There was plenty of musical experimentation by the composer, who made full use of his personal synthesizer collection. “I just turned around in the studio and started picking my favorite synths and starting to do noises,” he adds. “Some of them have a life of their own so it was a lot of sounds, just experimenting and getting those weird things that we wanted to come out from it.”
Ekstrand began the scoring process for Morbius a year-and-a-half ago, but found it rather difficult to get to the United States when the embassy in Stockholm shut down at the onset of the pandemic. When he was finally able to secure a travel visa, however, he became the first Hollywood maestro to return to the Sony recording stage with a full (albeit socially distanced) orchestra. He describes the overall experience as “weird” and “special,” but nothing holds a candle — or in this case, a crucifix — to the anticipation and disappointment of seeing the movie postponed time and again.
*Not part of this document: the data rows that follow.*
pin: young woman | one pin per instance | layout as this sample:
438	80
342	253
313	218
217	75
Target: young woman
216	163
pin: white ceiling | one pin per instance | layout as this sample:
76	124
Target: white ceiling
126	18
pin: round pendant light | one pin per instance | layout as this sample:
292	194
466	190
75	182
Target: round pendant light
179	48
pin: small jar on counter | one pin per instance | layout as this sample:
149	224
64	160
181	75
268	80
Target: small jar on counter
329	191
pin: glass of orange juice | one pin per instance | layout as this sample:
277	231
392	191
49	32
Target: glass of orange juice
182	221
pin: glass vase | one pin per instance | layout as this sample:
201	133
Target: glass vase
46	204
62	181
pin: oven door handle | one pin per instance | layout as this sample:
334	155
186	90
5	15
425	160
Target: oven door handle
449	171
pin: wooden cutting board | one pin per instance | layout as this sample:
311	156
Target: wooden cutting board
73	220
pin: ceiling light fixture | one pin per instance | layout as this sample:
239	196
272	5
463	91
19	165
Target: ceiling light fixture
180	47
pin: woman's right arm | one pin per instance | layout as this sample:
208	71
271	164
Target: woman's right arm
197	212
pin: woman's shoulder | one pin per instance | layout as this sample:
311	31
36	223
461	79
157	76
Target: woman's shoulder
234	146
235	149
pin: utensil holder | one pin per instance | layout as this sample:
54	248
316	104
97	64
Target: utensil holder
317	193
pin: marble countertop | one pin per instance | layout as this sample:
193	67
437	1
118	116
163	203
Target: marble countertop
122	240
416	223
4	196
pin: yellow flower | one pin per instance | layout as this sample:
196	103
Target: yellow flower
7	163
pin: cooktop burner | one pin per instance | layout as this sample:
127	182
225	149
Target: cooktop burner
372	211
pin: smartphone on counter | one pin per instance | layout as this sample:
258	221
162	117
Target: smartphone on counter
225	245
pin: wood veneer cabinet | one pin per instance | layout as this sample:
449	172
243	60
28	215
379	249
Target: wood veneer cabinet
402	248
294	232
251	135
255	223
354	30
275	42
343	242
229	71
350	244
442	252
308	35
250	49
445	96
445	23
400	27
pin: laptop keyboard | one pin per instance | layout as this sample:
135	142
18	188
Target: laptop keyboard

“It’s great to see it released because I think every project is like an undelivered baby in a way,” Ekstrand says. “You get so into it and even if it’s good or bad, you just want it to be out in the world; get it out of the system because you have new projects that have to take [over] the headspace. I did a Danish movie [that was also delayed], but they only waited like half a year. That was hard, but [Morbius] has been one-and-a-half years. It’s been like, ‘Come on, let’s get it out already!’”
The film closed out its opening weekend with a total of $84 million in worldwide ticket sales, falling in line with early projections in North America. Given the title’s $75 million price tag, Sony may decide to wait and see if it’s lucratively viable to green-light a sequel. In a mid-credits stringer, Michael Keaton’s Adrien Toomes/Vulture (the MCU baddie from Spider-Man: Homecoming is transported to this universe by Doctor Strange’s botched spell in No Way Home) shows up with a tantalizing offer to form the Sinister Six.
If Marvel’s Living Vampire does return in another big screen adventure, Ekstrand hopes the studio will lean into the character’s horror attributes and break free of the limitations of a PG-13 designation. “I would love to see the [R-rated] sequel to this and have some carnage for real,” he concludes. “That would be fantastic.”